Candidate Experience – Why embracing your unsuccessful candidates could improve company performance…

Consider these two extracts from emails sent to ‘Clear Channel Communications’ Chief Talent Scout, Morgan Hoogvelt

 “…I’ve been doing this for a while and I’ve never worked with anyone in an HR capacity who took the time to inform, support and strategize with a candidate the way that you guys did with me. It’s obvious that you all care about the candidate as much as the company you work for, and that’s very rare. I really appreciated all the time you took with me to help me try and succeed.” 

“…I can’t begin to tell you how great the experience I have just completed was. The entire candidate process from start to finish was great and in speaking with everyone involved, they all treated me with dignity and respect when I felt I was at the lowest point of my professional career.” 

Their feedback is a recruiters dream; satisfied candidates who leave with a positive experience of the company – but which was offered the job prior to these emails? It’s impossible to tell, isn’t it?

And so here lies a perfect example of applicants receiving an excellent candidate experience, resulting in a positive impression of the company regardless of the interviews result; an outcome every HR department should strive for.

However, according to statistics taken from a recent survey of jobseekers by career coach, Jane Downes, many recruitment processes leave a lot to be desired when compared with the above. Applicants report:

A lack of common courtesy – 

‘28% of respondents experienced a noticeable lack of respect or understanding from the interviewing panel.’

A lack of respect and regard for their efforts –

77% of people surveyed said they received ‘absolutely no communication from a company after sending in their CV to an advertised position’.

A communication break-down between recruiters and their candidates –

‘40% of candidates experienced an “unacceptable time lapse” between response to a first-round interview and receiving a second interview.’  (An unacceptable time lapse being 2-3 weeks.)

These findings show that candidates don’t expect the world, but everyday pleasantries: courtesy, respect, understanding and communication. However, here is evidence that a high percentage of candidates are not receiving such good conduct from recruiters.

Whilst an unsavory recruitment process could easily affect the calibre and performance of the chosen hire, those rejected from the process should be considered as well, as their opinion of the company will also have changed. Every company hopes that these impressions will have changed for the better, but, when considering the statistics given above, we can assume that this is not always the case.
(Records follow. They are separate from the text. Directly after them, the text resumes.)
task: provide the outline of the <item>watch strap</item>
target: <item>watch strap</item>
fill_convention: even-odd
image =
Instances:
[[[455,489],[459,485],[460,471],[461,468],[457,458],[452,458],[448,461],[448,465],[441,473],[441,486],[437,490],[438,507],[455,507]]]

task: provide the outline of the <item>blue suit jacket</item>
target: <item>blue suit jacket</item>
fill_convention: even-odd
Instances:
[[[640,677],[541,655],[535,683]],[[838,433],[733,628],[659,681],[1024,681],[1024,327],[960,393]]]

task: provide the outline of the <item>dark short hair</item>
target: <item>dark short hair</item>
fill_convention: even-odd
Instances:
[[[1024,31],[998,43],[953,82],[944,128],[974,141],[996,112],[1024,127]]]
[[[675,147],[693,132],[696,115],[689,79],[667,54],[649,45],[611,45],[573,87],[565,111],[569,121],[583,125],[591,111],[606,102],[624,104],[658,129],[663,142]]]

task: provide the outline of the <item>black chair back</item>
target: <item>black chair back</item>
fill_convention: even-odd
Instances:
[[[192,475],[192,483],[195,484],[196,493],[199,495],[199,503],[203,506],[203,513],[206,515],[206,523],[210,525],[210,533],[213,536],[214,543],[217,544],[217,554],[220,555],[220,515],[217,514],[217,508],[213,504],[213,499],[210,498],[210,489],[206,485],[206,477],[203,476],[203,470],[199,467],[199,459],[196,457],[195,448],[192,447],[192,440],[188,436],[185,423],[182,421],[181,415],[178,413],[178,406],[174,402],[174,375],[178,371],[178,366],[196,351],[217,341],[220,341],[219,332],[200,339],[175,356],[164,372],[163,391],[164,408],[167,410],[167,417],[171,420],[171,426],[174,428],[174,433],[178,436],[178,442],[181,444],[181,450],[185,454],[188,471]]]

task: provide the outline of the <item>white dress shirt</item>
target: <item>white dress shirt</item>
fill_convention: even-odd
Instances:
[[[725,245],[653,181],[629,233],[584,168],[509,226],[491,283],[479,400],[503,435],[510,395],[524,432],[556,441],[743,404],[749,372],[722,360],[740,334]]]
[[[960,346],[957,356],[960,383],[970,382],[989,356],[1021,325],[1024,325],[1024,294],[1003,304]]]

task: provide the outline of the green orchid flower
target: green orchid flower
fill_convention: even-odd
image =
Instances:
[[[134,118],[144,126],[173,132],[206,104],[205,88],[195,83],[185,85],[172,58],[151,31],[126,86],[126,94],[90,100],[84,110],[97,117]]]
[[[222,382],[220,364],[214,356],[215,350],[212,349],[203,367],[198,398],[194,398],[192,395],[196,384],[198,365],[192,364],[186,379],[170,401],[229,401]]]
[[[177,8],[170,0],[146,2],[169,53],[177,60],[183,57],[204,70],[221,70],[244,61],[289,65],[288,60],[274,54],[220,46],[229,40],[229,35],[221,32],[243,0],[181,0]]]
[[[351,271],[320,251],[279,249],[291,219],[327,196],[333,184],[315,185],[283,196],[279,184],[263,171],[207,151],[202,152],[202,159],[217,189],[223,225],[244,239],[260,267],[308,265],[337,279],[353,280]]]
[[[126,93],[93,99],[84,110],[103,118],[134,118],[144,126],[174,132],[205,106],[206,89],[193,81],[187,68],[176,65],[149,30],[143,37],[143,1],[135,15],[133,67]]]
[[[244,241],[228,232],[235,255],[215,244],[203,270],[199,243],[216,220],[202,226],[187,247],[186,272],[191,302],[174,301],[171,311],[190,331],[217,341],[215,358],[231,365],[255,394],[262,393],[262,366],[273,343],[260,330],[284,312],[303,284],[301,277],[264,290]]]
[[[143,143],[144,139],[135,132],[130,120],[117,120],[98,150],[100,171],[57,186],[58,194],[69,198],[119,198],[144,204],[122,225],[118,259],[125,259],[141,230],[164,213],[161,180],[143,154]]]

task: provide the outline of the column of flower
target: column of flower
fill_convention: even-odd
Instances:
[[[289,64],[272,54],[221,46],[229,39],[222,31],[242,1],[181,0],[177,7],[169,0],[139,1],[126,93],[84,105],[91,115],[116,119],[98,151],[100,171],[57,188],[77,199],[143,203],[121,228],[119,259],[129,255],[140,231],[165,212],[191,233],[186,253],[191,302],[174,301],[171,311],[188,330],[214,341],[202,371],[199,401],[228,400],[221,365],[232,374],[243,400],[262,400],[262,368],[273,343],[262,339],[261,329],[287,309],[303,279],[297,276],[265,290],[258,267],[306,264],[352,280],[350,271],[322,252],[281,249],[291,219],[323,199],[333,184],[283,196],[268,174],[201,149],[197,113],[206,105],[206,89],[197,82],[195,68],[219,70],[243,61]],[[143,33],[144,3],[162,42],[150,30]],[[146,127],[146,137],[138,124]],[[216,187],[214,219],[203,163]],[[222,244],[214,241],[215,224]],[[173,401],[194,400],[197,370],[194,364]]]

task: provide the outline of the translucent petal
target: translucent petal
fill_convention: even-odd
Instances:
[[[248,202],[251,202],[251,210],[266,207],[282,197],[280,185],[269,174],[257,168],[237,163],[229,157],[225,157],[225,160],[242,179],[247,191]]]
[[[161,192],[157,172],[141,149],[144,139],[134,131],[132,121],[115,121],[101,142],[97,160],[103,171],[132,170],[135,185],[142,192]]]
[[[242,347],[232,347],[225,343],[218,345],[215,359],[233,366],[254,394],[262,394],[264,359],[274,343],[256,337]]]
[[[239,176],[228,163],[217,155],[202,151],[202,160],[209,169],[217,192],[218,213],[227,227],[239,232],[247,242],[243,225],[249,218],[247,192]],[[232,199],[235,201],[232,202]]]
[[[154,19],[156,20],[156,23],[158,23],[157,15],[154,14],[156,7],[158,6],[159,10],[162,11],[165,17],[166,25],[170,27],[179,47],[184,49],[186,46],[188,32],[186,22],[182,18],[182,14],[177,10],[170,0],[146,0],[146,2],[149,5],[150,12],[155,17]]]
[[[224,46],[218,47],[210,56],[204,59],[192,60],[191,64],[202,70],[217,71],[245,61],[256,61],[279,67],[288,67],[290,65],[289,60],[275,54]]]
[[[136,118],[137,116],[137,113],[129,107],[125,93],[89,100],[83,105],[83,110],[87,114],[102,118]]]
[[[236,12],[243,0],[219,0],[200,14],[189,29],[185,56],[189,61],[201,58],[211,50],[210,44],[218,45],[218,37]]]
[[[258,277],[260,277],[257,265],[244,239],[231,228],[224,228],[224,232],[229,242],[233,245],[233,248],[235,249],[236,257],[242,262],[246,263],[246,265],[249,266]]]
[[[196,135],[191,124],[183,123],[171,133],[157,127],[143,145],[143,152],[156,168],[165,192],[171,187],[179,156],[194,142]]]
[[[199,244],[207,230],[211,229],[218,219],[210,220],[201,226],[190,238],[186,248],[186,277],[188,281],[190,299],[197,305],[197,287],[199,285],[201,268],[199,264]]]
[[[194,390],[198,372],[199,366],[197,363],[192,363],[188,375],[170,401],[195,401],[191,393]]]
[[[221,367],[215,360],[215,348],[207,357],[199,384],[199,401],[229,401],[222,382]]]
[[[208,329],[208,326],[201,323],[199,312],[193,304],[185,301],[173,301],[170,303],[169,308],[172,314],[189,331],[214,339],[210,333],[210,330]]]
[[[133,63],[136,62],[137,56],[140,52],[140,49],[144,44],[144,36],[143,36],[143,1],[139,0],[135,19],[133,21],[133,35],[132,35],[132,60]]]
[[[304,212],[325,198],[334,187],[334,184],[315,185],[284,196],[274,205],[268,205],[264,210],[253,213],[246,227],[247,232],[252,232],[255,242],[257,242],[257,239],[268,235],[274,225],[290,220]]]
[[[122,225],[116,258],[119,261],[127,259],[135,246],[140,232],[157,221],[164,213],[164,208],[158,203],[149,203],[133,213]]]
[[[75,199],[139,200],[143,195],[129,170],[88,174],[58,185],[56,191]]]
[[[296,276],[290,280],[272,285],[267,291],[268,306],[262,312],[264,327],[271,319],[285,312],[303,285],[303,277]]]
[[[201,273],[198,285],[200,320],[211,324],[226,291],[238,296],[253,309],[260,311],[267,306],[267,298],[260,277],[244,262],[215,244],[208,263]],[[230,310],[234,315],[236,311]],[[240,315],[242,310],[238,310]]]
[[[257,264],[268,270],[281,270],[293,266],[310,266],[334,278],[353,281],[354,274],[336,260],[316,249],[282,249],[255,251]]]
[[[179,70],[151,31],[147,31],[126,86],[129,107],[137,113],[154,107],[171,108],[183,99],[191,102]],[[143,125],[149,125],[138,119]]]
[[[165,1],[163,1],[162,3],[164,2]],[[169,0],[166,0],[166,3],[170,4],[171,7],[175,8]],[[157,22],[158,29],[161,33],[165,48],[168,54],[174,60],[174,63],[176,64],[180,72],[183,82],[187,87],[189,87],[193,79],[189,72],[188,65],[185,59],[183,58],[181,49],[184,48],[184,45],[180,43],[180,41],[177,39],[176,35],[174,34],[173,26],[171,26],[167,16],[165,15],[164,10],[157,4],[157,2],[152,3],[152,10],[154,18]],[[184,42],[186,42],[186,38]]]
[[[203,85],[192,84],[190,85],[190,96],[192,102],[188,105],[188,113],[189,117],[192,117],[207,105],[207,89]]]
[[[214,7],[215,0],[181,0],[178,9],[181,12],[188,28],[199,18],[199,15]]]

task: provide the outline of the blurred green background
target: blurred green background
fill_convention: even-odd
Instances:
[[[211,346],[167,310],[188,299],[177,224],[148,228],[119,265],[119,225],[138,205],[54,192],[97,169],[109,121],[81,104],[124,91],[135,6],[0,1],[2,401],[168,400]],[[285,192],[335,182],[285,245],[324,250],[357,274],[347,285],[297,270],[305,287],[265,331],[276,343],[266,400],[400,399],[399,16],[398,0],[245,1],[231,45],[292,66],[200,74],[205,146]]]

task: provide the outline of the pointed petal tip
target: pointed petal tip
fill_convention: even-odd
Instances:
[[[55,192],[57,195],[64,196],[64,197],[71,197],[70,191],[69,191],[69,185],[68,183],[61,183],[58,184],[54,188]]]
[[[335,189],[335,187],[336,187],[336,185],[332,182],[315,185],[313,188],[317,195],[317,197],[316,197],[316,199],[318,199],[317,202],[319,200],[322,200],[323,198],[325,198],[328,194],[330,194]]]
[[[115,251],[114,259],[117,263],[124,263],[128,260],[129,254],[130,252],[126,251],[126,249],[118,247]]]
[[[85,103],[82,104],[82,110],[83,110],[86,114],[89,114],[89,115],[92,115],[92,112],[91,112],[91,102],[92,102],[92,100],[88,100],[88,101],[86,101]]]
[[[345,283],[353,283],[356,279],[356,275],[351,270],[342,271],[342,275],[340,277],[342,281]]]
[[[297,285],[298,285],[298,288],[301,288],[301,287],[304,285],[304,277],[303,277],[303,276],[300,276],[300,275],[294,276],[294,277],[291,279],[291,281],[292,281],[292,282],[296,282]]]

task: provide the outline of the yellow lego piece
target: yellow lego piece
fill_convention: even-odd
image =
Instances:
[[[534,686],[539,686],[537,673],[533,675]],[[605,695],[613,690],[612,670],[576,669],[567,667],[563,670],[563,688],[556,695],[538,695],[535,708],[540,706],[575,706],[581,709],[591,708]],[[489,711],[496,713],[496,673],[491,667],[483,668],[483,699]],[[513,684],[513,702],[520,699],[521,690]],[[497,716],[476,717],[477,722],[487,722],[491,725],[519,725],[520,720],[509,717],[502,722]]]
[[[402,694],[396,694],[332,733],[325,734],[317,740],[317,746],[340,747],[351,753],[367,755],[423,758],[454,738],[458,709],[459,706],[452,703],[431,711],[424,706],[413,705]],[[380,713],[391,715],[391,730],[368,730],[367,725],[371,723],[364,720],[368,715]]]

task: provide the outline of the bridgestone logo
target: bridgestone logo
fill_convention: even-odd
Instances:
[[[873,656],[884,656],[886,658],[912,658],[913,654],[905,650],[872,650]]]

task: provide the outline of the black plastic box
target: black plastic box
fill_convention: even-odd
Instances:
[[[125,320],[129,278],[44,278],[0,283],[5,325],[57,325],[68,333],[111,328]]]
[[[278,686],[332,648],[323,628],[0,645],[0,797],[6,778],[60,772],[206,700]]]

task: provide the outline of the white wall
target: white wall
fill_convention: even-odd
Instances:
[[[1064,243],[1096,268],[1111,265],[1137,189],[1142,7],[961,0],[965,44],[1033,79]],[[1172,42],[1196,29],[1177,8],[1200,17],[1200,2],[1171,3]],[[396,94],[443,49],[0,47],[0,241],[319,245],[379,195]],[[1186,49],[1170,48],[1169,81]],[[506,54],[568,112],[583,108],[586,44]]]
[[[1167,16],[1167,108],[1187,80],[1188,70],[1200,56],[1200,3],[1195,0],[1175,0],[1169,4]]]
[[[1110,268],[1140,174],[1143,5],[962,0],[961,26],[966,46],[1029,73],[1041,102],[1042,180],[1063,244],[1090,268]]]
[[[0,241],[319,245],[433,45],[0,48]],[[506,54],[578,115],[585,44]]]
Although many companies do work on impressing their potential employees during the attraction, application and hire process, these statistics suggest that some companies fail to put the same amount of effort into the rejected candidate’s experience. It is integral that those that are to become the bulk surplus of your recruitment process do not end up feeling like that. Companies should consider how they are dealing with these applications as a rejected applicant does not need to be a disgruntled one. The statistics above offer some guidance as they suggest that a communication breakdown between recruiters and applicants is a common cause for a negative experience. By keeping candidates informed of what to expect from a process and what’s happening next, a familiar complaint can be addressed. Companies that fail to recognise the implications of their actions towards rejected applicants face a negative reproach upon their employer brand which, consequently, will also affect their company brand as a whole.

By creating an excellent candidate experience, both during and after the application process is completed, companies will not only find that their new hire enters the workforce with motivation and enthusiasm, but that those rejected leave the application process as advocates of the company.

How, though, can organisations ensure that any policies they instigate to combat these issues are having a positive impact or, alternatively, that they have understood what their candidates expect from the recruitment process to begin with? This can be achieved by monitoring the feedback given from applicants. Whilst it is easy to ask those that have been hired, what about the hundreds or thousands that every company rejects each year? These can be a company’s harshest critics, yet many companies allow this wealth of information slip from their grasp. It is essential that these candidates leave the room with the same positive attitude towards an organisation as they had on entering the room, regardless of the interviews outcome. This is not an easy task as, like a customer who comes to a shop for a specific purchase, they have left without acquiring what they initially set out for. It can be achieved though: if companies target their research prior to a process and gather feedback post-process, they will gradually create a resourcing strategy that meets the expectations of their audience, creating a great candidate experience and, subsequently, supporting their company’s performance as a whole.